На этот раз из корыта не просто повалил пар — в мгновение ока вода превратилась в яростно бурлящее варево. В следующее мгновение хромированный кран над корытом сорвался с резьбы, закрутился пропеллером. Насадка выстрелила из трубы, как из пушки, и, пролетев через весь коридор, врезалась в дальнюю стену. Из трубы хлынула вода. Холодная. Ей передалось это ощущение прохлады. Но вода уже начинала испаряться, и проход между стойлами заволокло молочным туманом. Свернутый в бухту зеленый пластмассовый шланг, висевший на стене рядом с трубой, стал плавиться, одно кольцо за другим.

(НАЗАД!)

Но она уже обуздывала стихию, постепенно усмиряла ее. Прежде это было невозможно — стихия угомонилась бы не раньше, чем произвела намеченные разрушения. Сейчас она научилась как-то сдерживать эту силу… да только сила с тех пор выросла неизмеримо!

Ее лихорадило.

— Чего тебе еще надо? — спросила она, понижая голос. — Почему ты не даешь нам уйти?

Испуганно, на высокой ноте заржала лошадь.

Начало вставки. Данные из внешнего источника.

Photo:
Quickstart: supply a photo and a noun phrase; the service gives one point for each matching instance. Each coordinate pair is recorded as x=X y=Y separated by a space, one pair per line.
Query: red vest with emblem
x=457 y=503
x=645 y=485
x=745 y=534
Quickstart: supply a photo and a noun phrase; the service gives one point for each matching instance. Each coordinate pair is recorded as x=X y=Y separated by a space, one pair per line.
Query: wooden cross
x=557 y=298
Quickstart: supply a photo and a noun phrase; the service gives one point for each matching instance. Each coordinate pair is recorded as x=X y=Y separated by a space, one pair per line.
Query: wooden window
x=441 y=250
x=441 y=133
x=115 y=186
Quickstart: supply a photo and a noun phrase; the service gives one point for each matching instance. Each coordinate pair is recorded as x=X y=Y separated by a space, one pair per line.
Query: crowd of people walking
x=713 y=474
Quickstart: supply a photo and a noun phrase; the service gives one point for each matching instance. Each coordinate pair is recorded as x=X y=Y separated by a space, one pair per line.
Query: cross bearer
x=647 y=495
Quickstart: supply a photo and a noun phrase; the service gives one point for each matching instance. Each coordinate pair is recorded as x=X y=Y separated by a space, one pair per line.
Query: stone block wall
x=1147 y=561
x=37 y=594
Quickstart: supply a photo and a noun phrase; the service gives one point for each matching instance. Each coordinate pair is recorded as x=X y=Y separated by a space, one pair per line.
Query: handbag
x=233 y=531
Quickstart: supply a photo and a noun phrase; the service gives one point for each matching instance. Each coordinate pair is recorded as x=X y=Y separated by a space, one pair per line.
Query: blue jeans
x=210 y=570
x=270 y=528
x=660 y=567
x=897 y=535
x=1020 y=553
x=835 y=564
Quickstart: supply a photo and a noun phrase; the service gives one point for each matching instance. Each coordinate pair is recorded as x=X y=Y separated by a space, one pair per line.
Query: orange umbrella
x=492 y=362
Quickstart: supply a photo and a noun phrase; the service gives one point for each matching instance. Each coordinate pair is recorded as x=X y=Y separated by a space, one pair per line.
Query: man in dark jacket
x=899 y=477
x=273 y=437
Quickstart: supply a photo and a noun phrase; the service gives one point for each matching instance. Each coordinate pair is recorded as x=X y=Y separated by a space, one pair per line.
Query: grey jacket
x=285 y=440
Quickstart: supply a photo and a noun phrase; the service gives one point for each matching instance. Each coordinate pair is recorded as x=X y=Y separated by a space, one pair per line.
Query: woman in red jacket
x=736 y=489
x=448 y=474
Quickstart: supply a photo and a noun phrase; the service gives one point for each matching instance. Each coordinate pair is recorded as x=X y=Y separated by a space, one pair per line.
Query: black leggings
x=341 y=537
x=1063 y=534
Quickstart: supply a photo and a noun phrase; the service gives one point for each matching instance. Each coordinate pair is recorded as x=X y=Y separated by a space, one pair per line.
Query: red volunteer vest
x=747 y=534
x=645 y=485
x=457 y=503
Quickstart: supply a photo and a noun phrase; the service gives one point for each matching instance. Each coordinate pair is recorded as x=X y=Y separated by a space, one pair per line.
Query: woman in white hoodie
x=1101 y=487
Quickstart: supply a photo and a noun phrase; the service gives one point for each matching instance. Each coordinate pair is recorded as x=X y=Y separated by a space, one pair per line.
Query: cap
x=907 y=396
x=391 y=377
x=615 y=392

Чарли нетрудно было понять, что с ней там творится.

— Кому придет в голову, что можно дать вам уйти, — сказал Рэйнберд все так же тихо. — Даже твоему отцу, думаю, не придет. Ты опасна, Чарли. И ты это знаешь. Если мы дадим тебе уйти, завтра тебя захватят агенты какой-нибудь другой стороны. Я не шучу, можешь быть уверена.

— Я не виновата! — крикнула она.

— Оно конечно, — раздумчиво сказал Рэйнберд. — Не виновата. Только это все фигня. Я не думаю об этом факторе — Z. И никогда не думал. Я думаю о тебе одной, Чарли.

— Все ты врешь! — пронзительно крикнула она. — Ты обманывал меня, притворялся, что ты…

Она остановилась. Рэйнберд одним махом перелез через ряд тюков и уселся на край сеновала, свесив ноги. На коленях у него лежал пистолет. Его лицо выплыло на нее, как выщербленная луна.

— Разве я врал тебе? Нет. Просто я переиначивал правду. И делал это, чтобы спасти тебя, Чарли.

— Нагло врешь! — прошептала она и с ужасом почувствовала, как ей хочется ему поверить. Глаза щипало от подступивших слез. Она слишком устала, и ей очень хотелось поверить ему, поверить в то, что она ему действительно небезразлична.

— Ты отказывалась участвовать в тестах, — продолжал Рэйнберд. — Твой отец тоже. Как по — твоему, чем бы кончилось? Думаешь, они бросились бы извиняться: «Ах, это недоразумение»… и выпустили вас на волю? Ты же видела их в деле, Чарли. Видела, как они ранили этого Мэндерса. Они вырывали ногти у твоей матери, а потом они ее у…

— Хватит! — страдальчески закричала она. Неусмиренная стихия вновь напомнила о себе, угрожающе подступив к самому краю.

— Не хватит, — сказал он. — Пора тебе узнать правду. Я сдвинул тебя с мертвой точки. Я заставил их плясать вокруг тебя. Ты- думаешь, я расстарался, потому что это моя работа? С…ть я хотел на мою работу. И на всех этих… Кэпа, Хокстеттера, Пиншо, Джулза, что привел тебя… Все они дерьмо.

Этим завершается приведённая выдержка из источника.